The implications of COVID-19 have sent shockwaves throughout the aviation industry, sending a myriad of liquidity-strapped airlines, across the globe, into administration or part government ownership. The inherent uncertainty levels, that are synonymous with current times, have left a wide array of airlines across the globe struggling to navigate through uncharted territories. Even a legacy carrier like British Airways is not able to survive this crisis, at least not without the financial and non-financial support from the government and the stakeholders. Apart from close collaboration between airlines and stakeholders, the downsizing of the business is one of the keys to survive this crisis; these actions needs to be handled sensitively (e.g. axing of 12,000 jobs). 

The worst of the first wave is been behind numeroud countries in various parts of the world, for these countries the domestic/continental markets have entered into a recovery phase. In the UK it has been very challenging to kickstart travel within Europe, mostly due to the UK government’s botched handling of the current COVID-19 crisis. First by bungling the initial COVID-19 response earlier this year, then secondly by imposing misguided 14 day quarantines on passengers arriving in the UK. The government’s lack of cooperation and commitment to the aviation sector so far has led to the following event: Forcing the UK flag carrier, British Airways, to pull every single cost-cutting measure out from their drawers, at the cost of the BA employees. 

Lawmakers complaints about the airline’s job cuts seem to be one-sided and are only resulting in an ongoing unsolved conflict. Criticising airlines has become a national pastime for people across the globe, including the UK. However, blasting the company for trying to prevent its own collapse due to COVID-19 is unfair and irresponsible. British Airways is burning about £600m of cash every month and, from a sustainable and economical point of view, countermeasures have to be taken immediately in order to save that airline from the collapse – especially during the challenging winter period.

British Airways was very profitable in pre COVID-19 times, including achieving a 14.5 per cent operating profit margin in 2019. The company cash reserves therefore are still decent; however, British Airways’ current operating model could eat up these cash reserves quickly. A full-service network carrier like British Airways relies heavily on business travel and under these circumstances, especially with the imposed 14 days-quarantine rules for arrivals from other countries including Spain and France, the recovery process for them will take longer than usual.

The union’s lack of cooperation, and economic understanding, has also led to the ongoing toxic conflict between the management of the airline company and the union. Even if bailouts and wage subsidies buy an airline time, they do not change the economics at the end of the day. Therefore, regrettably, job cuts are inevitable and the union therefore should actively return to the negotiation table with British Airways, with a mindset that is willing to find realistic solutions.

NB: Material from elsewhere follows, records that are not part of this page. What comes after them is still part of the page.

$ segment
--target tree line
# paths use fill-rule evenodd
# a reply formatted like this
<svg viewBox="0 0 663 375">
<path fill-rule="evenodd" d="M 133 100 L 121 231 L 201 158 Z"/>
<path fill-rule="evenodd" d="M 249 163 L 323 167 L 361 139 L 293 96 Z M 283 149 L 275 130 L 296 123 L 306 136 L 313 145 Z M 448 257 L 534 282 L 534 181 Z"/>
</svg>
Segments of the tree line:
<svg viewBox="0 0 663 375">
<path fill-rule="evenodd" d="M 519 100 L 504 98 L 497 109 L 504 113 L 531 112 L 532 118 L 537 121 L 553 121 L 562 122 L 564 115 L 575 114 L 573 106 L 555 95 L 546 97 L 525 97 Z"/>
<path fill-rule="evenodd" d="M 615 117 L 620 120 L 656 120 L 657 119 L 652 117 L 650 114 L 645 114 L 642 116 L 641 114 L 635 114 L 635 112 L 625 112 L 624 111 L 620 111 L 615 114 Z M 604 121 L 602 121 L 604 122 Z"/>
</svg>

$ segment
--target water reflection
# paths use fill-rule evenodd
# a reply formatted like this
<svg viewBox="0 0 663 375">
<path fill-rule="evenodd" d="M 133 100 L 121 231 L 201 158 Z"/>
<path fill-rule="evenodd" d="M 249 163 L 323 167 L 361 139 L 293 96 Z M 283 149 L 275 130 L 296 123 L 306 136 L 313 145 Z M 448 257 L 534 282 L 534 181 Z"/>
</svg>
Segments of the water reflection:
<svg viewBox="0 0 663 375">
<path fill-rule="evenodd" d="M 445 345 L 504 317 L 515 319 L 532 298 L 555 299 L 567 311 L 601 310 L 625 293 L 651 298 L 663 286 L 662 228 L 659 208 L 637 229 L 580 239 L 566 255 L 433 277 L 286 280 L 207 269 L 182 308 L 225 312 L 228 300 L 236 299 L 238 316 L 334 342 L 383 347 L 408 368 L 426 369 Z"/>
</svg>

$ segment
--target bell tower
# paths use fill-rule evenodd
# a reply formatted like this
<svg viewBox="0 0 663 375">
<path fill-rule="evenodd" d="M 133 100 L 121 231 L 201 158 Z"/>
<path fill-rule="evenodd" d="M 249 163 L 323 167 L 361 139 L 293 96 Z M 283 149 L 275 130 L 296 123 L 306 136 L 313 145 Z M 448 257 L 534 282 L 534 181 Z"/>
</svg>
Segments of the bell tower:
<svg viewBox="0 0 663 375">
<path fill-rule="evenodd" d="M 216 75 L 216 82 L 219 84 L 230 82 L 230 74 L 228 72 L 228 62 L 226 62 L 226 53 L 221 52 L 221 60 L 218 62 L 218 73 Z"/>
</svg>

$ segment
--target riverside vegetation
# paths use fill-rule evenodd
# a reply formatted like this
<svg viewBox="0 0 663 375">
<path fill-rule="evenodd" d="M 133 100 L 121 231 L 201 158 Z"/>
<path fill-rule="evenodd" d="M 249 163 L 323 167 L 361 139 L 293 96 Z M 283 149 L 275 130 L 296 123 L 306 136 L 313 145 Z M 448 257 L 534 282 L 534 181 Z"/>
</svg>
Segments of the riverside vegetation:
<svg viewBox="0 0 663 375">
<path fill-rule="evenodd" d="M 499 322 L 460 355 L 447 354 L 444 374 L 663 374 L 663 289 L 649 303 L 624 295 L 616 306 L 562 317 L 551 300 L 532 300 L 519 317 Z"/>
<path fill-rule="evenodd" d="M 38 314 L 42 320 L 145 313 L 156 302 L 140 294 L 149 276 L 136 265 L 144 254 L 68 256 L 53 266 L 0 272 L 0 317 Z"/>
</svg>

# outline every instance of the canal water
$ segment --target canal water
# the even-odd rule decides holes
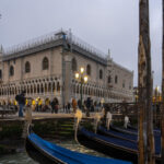
[[[58,141],[57,144],[61,145],[63,148],[70,149],[72,151],[78,151],[81,153],[87,153],[87,154],[92,154],[92,155],[105,156],[93,150],[90,150],[80,144],[77,144],[75,141],[67,141],[67,142]],[[31,157],[28,157],[25,150],[22,149],[22,151],[20,151],[19,153],[4,155],[4,156],[0,157],[0,164],[37,164],[37,162],[35,162]]]

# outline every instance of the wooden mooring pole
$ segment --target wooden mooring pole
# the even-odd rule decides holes
[[[162,40],[162,117],[161,117],[161,154],[164,163],[164,0],[162,1],[163,40]]]
[[[139,164],[155,164],[152,112],[152,73],[150,52],[149,0],[139,2]]]

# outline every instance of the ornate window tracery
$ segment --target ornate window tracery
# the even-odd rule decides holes
[[[10,66],[9,75],[10,77],[14,75],[14,68],[13,68],[13,66]]]
[[[30,73],[31,72],[31,63],[30,61],[25,62],[25,73]]]
[[[48,68],[49,68],[49,61],[48,61],[48,58],[45,57],[43,59],[43,70],[48,70]]]

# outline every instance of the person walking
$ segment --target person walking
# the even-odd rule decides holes
[[[90,110],[91,110],[91,97],[87,97],[87,99],[86,99],[86,117],[90,117]]]
[[[25,105],[25,91],[15,96],[16,102],[19,103],[19,117],[23,117],[23,108]]]
[[[56,98],[54,98],[50,103],[50,106],[51,106],[51,114],[55,113],[55,106],[56,106]]]
[[[73,108],[73,113],[75,114],[75,112],[77,112],[77,101],[74,98],[72,99],[72,108]]]
[[[71,104],[68,102],[67,104],[67,113],[70,114]]]
[[[59,102],[58,99],[55,97],[55,113],[58,114],[58,109],[59,109]]]

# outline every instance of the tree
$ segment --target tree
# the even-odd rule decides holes
[[[140,0],[139,10],[139,164],[154,164],[149,0]],[[143,133],[147,133],[147,136]]]

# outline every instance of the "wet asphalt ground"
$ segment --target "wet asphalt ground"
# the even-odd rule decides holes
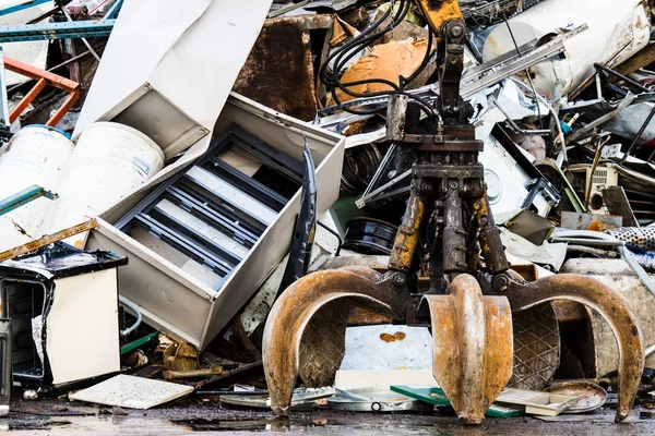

British Airways B747-400 in Negus Livery. Photo Source BA

From my point of view, the best approach to solve these issues would be following: 

  • Conversion of full-time jobs into secured part-time jobs, which could be returned to full-time jobs from 2023 on (in alignment with capacity and demand growth)
  • A salary cut for 3000-5000 pilots by up to 30 per cent until 2023, leading to additional savings of up to £250m
  • For the protection of jobs, airline workers should join together to form action committees; these committees should be independent from the partly politically motivated unions

The constant and sustainable safeguarding for the UK’s flag carrier should be the top priority for the employees, the union and the UK Government. In addition to that, it should be in the interest of all stakeholders to sacrifice these measures in order to safeguard jobs in the long-term; since the demand for travelling by plane will ultimately return to its previous long-term growth trajectory. 

A closer cooperation between the airline, the UK Government and the union (+ employees) is essential in this case. It could contribute to a reduction of the amount of upcoming redundancies. Thousands of jobs at British Airways could be saved from this close cooperation; the longer the battle goes on, the more jobs (direct and indirect) will be put at risk. Increased levels of redundancies would also do more harm than good for all involved parties (e.g. the general economy). The airline must handle such tough measures sensitively, it is not helping that the lawmakers and unions are attacking the airline during its fight to survive the ongoing pandemic.